By comparison, those not on scholarships had to raise their own funds for school fees and living expenses, and were therefore always busy working, often taking up multiple jobs during the summer vacation.

Reassuringly, Malaysian students in those years were ready to help their compatriots by raising funds to help settle a fellow Malaysian’s tuition fees, for instance.

As for Lam Ching Fu, taking care of junior students from Malaysia became a responsibility. Senior students would typically bring their juniors around, for example to a sakura hanami picnic in the April orientation month.

Meanwhile, the Japanese people are also very nice to foreign students.

Although Lam, who was on government scholarship, was staying at a school hostel, he and other foreign students were assigned custodians (or host families as they called it) who would take them around to familiarize them with the Japanese culture. They could also consult their custodians if they happened to come across any problem.

Kok Sau Yee, meanwhile, received a lot of help from her teacher.

He helped me settle many things in life. I could go straight to him whenever I had a question.

There was this time I had an allergic reaction from a bee sting, and he took me to see a doctor.”

Her professor, who had lived overseas before, knew it was not easy to be a student in a foreign land and hence took very good care of international students at his school.

Kok Sau Yee (L2, front) poses with her professor and lab partners.

Commitment to punctuality

Lee San went back to the travel industry upon his return from Japan in 1996. Noting a stagnancy in the Japan outbound sector here, he started his own agency with some partners and focused on his familiar Japan, starting new itineraries such as lavender sighting tours to Hokkaido.

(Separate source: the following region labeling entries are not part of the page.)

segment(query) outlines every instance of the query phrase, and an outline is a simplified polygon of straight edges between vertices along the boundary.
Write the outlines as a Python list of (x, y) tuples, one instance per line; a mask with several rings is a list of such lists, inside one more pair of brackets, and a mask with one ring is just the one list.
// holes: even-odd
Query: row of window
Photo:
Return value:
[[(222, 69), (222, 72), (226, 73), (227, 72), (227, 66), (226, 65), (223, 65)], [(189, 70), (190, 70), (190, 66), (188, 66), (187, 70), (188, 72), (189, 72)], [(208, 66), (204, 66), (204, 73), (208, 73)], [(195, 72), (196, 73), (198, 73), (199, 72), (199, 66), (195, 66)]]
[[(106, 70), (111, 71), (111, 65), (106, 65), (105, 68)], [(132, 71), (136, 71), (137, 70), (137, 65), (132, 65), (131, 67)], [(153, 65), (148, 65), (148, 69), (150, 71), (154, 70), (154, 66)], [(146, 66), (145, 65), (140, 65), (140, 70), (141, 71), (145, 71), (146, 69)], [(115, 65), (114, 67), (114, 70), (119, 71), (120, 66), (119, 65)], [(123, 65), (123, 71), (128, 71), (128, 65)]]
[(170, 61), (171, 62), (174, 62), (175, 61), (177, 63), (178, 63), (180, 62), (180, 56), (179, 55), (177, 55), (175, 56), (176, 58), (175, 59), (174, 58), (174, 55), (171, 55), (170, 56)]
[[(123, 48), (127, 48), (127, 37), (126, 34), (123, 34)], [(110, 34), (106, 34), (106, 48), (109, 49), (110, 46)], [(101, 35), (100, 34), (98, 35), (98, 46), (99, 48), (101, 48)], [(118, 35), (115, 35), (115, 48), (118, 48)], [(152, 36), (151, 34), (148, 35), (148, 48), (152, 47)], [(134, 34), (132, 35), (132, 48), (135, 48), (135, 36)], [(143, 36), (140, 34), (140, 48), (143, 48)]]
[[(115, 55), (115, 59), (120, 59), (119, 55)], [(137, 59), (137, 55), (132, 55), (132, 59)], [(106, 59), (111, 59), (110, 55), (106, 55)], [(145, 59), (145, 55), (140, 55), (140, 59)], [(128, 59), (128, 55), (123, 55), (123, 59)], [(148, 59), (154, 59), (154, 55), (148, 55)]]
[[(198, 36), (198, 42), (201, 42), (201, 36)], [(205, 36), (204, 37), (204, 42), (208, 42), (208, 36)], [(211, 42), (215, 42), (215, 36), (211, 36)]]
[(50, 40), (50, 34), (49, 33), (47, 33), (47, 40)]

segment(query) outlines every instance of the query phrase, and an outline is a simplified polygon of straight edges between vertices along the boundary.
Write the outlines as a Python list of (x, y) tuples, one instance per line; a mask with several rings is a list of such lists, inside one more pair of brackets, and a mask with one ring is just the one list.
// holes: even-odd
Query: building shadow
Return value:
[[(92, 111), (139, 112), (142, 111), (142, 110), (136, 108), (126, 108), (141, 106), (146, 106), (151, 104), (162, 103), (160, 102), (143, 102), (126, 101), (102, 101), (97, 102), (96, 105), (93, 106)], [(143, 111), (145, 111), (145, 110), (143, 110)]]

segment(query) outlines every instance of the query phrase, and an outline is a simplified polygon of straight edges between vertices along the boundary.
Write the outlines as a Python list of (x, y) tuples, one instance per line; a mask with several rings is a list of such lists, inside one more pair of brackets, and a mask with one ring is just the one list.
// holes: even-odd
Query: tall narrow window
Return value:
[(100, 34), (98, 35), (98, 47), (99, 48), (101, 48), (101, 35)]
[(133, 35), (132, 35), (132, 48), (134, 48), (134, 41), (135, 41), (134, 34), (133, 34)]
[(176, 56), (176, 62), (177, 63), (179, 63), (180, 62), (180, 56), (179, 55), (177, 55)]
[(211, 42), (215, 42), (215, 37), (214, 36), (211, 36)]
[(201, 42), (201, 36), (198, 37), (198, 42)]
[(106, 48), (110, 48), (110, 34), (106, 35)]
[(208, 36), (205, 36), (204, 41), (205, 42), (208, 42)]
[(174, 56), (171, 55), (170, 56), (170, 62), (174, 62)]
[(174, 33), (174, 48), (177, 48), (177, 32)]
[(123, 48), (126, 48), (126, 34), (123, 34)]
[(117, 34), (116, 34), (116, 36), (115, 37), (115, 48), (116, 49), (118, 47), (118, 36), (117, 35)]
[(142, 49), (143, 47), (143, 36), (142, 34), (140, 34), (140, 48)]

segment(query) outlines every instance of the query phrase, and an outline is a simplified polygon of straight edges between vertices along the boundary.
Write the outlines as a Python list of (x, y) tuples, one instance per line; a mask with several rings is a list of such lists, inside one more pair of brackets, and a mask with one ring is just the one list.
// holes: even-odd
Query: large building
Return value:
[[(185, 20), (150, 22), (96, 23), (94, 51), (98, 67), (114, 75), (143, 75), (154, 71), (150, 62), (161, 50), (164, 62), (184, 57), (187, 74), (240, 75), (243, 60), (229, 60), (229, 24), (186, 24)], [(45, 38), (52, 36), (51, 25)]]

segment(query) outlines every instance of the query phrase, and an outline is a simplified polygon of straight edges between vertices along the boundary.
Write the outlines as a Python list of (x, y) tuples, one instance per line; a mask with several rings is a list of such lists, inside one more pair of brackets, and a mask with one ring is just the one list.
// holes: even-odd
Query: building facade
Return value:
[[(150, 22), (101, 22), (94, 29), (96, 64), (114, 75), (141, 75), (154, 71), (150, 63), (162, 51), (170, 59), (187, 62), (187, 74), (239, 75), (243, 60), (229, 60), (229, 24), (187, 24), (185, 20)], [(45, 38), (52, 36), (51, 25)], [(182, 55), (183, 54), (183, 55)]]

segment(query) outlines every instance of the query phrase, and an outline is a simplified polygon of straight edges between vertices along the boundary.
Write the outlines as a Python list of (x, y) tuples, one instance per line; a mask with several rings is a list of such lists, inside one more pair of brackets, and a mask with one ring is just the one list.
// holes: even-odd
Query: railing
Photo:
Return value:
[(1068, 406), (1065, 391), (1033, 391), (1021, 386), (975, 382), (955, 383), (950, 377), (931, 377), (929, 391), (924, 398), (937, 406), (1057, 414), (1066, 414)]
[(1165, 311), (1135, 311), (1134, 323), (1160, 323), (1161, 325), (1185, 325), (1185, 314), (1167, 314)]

And his relationship with Japan continued to grow with time.

After spending five years in Japan, Lam Ching Fu came back and took part in Malaysia’s MRT project, implementing the Japanese punctuality, accountability and dedication at his workplace.

Unfortunately he later learned that such workplace attributes did not actually work in Malaysia and he made up his mind to leave after one year.

He then started traveling around the country and put his travel experiences in a book My Journey by Bus, which, weirdly, features many empty pages.

Actually the book has been paginated in the format of a Japanese thesis. From the style of pagination and typesetting, we can see that he not only upholds Japanese work attitude but is also deeply influenced by Japanese aesthetics.

Kok is also very much impressed by the Japanese people’s commitment to punctuality.

While she saw herself as among the most hardworking workers in Malaysia, she said she would be the laziest if in Japan.

Kok, who was doing a cancer biology course in Japan, said the advantage of doing researches in Japan was the availability of an exceptional support system. The professors, research assistants and students would work seamlessly as a team, unlike in Malaysia where it is common for a person to multitask, hence lower efficiency.

Lam encourages young Malaysians to study in Japan and not to worry about language barrier, as there are a lot of convenient translation apps available nowadays, while there are indeed plenty of things we can learn in Japan.

Meanwhile, Lee San always tells the parents in his tour groups to send their children to Japan if they don’t have a clue where to send them to.

Japan will help you train your children to be good people.”

He said almost nine out of ten young foreign students he met in Japan were very kind people, adding that they would benefit tremendously if they were to put in practice what they have learned from the Japanese society, such as punctuality, self-discipline and the Isshōkenmei (lifetime devotion) attitude.